Il est remarquable, comme nous l’avons vu, que pour les habitants notamment, leur présence fasse écho à leur environnement de manière tout à fait significative. Ils participent en effet de ce point de vue de manière différenciée, à la structuration des représentations d’un quartier. Indépendamment du projet donc, les lieux dans leur ville ont une certaine autonomie interactive avec les habitants, sur la base de leur matérialité, de leur architecture.

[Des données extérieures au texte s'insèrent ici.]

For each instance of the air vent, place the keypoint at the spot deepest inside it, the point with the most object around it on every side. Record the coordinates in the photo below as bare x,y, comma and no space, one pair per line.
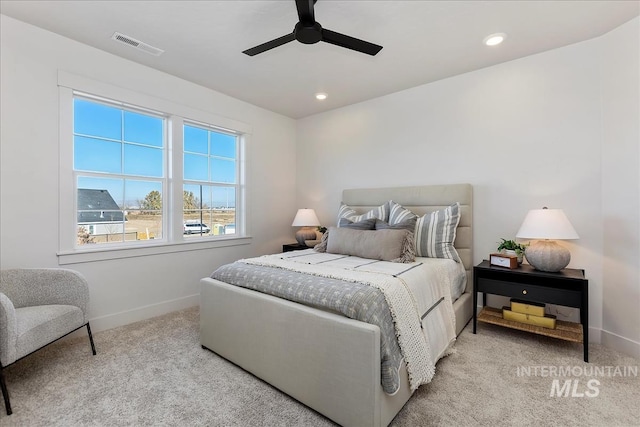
119,37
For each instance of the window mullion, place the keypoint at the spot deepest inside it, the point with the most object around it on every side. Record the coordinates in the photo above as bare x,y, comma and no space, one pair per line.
175,170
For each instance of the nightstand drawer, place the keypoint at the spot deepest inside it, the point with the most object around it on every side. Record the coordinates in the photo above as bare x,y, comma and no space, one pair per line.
529,292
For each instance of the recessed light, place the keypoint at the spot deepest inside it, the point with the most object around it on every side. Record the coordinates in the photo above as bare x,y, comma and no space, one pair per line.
494,39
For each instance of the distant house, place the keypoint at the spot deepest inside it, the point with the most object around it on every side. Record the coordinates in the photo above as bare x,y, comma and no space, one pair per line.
98,213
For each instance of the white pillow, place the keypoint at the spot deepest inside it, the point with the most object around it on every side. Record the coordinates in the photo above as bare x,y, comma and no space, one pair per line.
381,212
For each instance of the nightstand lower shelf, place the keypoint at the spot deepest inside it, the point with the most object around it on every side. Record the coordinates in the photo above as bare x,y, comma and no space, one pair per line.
567,331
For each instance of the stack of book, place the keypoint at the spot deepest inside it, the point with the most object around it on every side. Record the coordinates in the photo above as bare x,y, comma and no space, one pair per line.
531,313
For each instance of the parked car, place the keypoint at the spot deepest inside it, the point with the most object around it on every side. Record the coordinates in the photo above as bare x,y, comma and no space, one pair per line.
196,228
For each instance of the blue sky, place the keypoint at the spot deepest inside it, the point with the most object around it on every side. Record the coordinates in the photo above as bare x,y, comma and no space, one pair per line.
108,139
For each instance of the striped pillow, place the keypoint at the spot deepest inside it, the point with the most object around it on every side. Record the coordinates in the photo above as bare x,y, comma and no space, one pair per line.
381,212
436,233
398,213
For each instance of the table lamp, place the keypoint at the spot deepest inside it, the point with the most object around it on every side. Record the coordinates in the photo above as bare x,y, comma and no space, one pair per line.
307,219
547,225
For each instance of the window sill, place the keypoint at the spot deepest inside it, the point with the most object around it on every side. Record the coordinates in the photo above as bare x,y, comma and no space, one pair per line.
102,254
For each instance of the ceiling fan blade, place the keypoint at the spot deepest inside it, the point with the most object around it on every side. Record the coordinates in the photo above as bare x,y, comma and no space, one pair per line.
305,11
350,42
270,44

L’affirmation de la dimension symbolique des bâtiments, élément de rapport aux populations, passerait d’abord par cette matérialité architecturale. La tour Eiffel que Geneviève Dubois Tainé [9] cite en exemple dans un ouvrage sur « la ville émergence », est pourvue de cette matérialité et c’est par cette dimension physique que son symbolisme s’initie et s’affirme. Dans le prolongement des analyses esthétiques initiées par Panofsky [10], nous nous rappellerons que la forme architecturale signifie ici avec force, des intentions entre puissance, affirmation d’un « modernisme et d’une maîtrise technique », grandeur, peut-être aussi, une certaine sacralisation de l’art bien que les architectes et les commanditaires mettent en avant des idées inverses, pour commenter leur travail. Reste que le bâtiment, ses façades, son entrée, l’espace d’accueil, possède un caractère monumental indéniable.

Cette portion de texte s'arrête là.